Vol. 29 No. 3 (2020): Nordic Journal of African Studies
Linguistics

Computational morphology systems for Zulu – a comparison

Sonja Bosch
Department of African Languages, University of South Africa (UNISA)

Published 2020-10-26

Keywords

  • computational morphology systems,
  • morphological analyser,
  • morphological decomposer,
  • segmentation,
  • Zulu morphology

How to Cite

Bosch, S. (2020). Computational morphology systems for Zulu – a comparison. Nordic Journal of African Studies, 29(3), 28. https://doi.org/10.53228/njas.v29i3.548

Abstract

The morphological analysis of Bantu languages, particularly for those with a conjunctive orthography such as Zulu, is crucial not only for the purposes of accurate corpus searches for Bantu linguists, but also as a basic enabling application that facilitates the development of more advanced tools and practical language processing applications, such as tokenising, disambiguation, part-of-speech tagging, parsing and machine translation.

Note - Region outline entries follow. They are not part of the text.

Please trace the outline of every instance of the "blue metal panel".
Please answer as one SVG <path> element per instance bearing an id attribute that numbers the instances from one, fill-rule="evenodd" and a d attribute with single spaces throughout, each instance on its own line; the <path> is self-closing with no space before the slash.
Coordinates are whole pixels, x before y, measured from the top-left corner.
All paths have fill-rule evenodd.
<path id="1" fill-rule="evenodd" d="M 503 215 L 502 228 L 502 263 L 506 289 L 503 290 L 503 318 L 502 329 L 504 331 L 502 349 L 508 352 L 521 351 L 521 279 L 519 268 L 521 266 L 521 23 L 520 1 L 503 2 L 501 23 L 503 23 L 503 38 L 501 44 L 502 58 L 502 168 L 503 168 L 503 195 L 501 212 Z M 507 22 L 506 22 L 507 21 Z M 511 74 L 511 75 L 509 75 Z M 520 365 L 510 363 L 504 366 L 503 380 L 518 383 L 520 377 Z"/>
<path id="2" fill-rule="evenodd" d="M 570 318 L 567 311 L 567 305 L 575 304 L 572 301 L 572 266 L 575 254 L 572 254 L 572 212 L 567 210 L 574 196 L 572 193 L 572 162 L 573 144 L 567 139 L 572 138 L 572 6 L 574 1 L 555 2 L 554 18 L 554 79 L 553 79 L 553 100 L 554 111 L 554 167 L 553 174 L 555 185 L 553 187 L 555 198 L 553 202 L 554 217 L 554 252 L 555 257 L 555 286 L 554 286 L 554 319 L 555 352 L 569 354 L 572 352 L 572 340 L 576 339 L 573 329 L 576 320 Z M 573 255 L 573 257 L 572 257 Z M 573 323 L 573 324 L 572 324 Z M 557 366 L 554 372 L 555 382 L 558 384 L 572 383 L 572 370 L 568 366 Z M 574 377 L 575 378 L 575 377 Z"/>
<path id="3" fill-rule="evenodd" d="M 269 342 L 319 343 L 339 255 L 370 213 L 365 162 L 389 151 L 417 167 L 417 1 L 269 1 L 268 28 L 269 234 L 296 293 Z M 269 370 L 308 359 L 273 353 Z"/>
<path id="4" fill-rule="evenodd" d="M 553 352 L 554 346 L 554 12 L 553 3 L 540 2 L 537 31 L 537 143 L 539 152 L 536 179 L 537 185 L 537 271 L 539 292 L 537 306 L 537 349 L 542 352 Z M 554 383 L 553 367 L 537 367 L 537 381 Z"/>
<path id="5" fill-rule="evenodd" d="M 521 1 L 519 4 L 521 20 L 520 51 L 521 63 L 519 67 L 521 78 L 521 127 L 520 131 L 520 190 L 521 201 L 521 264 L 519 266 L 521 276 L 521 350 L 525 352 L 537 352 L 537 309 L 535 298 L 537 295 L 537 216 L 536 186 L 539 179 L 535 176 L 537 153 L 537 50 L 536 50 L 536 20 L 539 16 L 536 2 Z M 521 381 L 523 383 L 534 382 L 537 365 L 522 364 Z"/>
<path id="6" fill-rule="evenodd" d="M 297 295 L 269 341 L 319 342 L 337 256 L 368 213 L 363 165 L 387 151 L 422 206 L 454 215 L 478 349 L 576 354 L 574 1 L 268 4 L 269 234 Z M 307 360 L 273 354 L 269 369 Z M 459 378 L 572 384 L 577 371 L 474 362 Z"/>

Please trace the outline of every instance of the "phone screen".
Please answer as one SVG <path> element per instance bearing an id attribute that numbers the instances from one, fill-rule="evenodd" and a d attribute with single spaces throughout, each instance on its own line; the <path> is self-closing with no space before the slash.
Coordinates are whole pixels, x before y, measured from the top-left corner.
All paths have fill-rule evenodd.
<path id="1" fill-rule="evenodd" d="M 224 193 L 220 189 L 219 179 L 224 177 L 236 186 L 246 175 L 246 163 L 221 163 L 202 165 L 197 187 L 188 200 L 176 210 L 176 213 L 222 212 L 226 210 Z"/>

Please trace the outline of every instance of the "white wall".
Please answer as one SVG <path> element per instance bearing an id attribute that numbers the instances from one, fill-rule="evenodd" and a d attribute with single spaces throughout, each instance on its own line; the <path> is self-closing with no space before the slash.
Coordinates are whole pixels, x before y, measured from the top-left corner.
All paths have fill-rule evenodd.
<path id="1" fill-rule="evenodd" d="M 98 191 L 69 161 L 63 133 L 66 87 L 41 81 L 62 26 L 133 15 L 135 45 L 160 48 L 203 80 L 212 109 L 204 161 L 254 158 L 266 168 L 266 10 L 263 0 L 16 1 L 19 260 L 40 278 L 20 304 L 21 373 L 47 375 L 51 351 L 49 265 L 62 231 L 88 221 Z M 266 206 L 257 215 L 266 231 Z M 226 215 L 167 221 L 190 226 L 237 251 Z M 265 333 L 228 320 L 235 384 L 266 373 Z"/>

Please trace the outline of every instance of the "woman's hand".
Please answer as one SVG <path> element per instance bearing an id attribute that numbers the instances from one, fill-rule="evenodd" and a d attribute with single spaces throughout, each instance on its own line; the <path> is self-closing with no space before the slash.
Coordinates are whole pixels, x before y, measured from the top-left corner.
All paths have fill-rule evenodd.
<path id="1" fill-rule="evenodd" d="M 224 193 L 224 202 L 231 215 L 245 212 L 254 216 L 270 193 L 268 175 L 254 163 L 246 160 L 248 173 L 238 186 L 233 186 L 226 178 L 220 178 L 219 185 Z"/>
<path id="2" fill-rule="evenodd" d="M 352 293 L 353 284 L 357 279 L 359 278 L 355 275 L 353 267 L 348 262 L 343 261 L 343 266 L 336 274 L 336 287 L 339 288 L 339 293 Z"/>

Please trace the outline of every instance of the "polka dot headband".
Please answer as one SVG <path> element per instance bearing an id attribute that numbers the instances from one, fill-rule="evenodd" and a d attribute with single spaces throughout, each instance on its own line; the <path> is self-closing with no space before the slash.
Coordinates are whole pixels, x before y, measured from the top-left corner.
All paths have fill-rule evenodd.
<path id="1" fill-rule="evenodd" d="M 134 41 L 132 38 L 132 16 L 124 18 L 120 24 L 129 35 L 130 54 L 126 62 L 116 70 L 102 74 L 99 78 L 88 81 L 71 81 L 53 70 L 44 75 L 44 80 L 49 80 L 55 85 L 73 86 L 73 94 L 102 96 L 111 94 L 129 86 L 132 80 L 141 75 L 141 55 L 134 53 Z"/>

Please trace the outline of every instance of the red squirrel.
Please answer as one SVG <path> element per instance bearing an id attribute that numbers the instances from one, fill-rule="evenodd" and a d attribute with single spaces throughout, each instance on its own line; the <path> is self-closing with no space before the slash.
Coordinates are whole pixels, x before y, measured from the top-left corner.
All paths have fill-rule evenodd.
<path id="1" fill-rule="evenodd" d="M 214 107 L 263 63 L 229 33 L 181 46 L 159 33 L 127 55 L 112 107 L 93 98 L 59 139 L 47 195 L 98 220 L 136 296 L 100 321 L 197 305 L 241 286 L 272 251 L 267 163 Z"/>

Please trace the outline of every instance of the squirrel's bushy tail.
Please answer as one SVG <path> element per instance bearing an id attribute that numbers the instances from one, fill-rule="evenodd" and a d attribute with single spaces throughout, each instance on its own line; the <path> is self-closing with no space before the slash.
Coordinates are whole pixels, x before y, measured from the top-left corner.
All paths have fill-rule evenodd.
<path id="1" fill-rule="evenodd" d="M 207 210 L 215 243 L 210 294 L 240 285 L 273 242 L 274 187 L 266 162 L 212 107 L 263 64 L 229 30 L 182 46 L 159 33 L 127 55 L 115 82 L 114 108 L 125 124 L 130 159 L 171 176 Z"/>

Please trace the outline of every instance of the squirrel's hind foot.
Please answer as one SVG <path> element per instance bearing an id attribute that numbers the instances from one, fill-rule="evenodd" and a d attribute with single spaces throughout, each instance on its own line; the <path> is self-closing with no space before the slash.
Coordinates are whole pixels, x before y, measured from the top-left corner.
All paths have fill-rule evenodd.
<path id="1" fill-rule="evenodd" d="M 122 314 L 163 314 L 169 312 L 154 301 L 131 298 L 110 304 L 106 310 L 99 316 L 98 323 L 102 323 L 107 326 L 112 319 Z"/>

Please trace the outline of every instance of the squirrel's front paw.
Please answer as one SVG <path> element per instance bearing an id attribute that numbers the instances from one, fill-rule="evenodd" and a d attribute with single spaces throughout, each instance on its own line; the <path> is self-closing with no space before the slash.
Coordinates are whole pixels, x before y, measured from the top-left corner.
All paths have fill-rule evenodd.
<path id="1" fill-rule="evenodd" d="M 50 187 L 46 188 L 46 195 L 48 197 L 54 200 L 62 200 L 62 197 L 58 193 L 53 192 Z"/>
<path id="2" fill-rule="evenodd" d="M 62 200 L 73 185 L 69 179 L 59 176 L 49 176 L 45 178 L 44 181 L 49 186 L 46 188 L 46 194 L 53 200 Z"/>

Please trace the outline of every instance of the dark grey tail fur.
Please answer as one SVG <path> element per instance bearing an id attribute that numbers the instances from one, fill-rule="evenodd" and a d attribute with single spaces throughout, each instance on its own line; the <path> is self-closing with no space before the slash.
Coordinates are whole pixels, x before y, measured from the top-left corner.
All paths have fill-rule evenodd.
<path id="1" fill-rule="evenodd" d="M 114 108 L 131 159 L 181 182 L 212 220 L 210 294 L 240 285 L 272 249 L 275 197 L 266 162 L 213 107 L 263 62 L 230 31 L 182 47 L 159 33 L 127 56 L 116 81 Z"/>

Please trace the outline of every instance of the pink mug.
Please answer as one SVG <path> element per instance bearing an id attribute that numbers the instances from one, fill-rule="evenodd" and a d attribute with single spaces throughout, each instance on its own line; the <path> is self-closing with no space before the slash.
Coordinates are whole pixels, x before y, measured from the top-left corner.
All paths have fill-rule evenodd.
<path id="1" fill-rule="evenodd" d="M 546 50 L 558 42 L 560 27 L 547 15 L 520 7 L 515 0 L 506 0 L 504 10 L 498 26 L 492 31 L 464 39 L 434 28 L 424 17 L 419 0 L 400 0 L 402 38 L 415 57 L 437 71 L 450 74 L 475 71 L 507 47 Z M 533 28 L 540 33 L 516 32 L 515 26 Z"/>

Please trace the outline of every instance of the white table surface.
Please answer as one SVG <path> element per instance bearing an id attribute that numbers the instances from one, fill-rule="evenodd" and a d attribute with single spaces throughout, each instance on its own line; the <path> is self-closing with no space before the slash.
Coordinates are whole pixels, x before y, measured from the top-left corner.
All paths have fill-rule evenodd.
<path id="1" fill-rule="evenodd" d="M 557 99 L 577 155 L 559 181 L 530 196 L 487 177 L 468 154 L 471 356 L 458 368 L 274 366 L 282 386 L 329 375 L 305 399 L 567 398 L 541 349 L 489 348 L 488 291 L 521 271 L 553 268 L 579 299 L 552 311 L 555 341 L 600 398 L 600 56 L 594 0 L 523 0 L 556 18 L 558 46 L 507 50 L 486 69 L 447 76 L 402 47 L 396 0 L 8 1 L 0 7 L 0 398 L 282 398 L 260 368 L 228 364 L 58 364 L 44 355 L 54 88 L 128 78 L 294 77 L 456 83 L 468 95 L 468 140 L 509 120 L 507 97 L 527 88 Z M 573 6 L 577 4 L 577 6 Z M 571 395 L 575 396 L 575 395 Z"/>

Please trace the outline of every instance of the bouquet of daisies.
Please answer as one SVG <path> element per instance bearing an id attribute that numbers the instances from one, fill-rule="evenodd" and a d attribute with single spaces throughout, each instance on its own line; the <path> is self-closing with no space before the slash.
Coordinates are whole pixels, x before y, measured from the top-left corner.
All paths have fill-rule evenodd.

In this article, a comparison is made between four freely available computational morphology systems for Zulu, namely isiZulu.net, a Zulu–English online dictionary that also offers morphological analysis; ZulMorph, a finite-state morphological analyser for Zulu, currently available as a finite-state morphology demo; an open source morphological decomposer (available as modules and data) listed as the NCHLT (National Centre for HLT) IsiZulu Morphological Decomposer; and CHIPMUNK, a morphological segmenter and stemmer that contains components for modelling Zulu morphotactics. Criteria that are considered for the purposes of this comparison are, among others, accessibility and lookup capacity, embedded lexicons, degree of granularity of morphological analysis or decomposition, and also the documentation of tagsets used for purposes of analysis. Furthermore, the results of an evaluation based on recall and precision are presented. Against this background, this first comparison of four available Zulu computational morphology systems will be presented, based on output examples of a broad range of word categories with varying morphological complexity extracted by means of random sampling from the freely available Leipzig Wortschatz Collection corpus.